Jamie doth love his fawning behemouths
If most of the late afternoon bounce was due to short-covering, then watch Canadian stocks closely the next while.
The TSX closed up 94 points in the last 45 minutes on Friday.
Why is anyone surprised that shorts covered on Friday in a sensible manner for some and then in a herd like fashion for the rest? I mean a few of them have made some nice coin in the last few days so why not lock in some profits if day trading is your gig? Instead it gets labeled a conspiracy, the shorts are going to be crushed now by the mythical PPT (who, if they exist, would hardly be buying at these levels).
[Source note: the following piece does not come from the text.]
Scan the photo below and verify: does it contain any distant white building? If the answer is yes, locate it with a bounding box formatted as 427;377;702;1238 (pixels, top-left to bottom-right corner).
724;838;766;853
See Occam's razor folks. Collins English Dictionary defines it as follows: n. a maxim attributed to William of Ockham, stating that in explaining something assumptions must not be needlessly multiplied. In other words the simplest explanation is more often than not the correct one.
I am not wedded to any particular investment mantra other than eclecticism and a reliance on HG's common sense which, by the way is generating a vibe similar to last April. Something has changed and risk is now shifting to the long side. Obviously investment would be easy and everyone rich if such transitions were telegraphed to the masses with great fanfare and certainty.
The most psychologically difficult thing for most people is to pull the trigger short and add near a preceived top (or conversely throw long near a bottom) even if the market moves against you for a day or two. There is still hardly a whiff of fear in the air (unless you are short it seems). Therefore being short or getting shorter is, by my way of of assessing probabilities, fundamentals and technicals, actually the most propitious course of action right now but that's just me. Ultimately the direction Monday will be insignificant in the larger scheme of things if the journey is 1080 by Wednesday and 580 by November.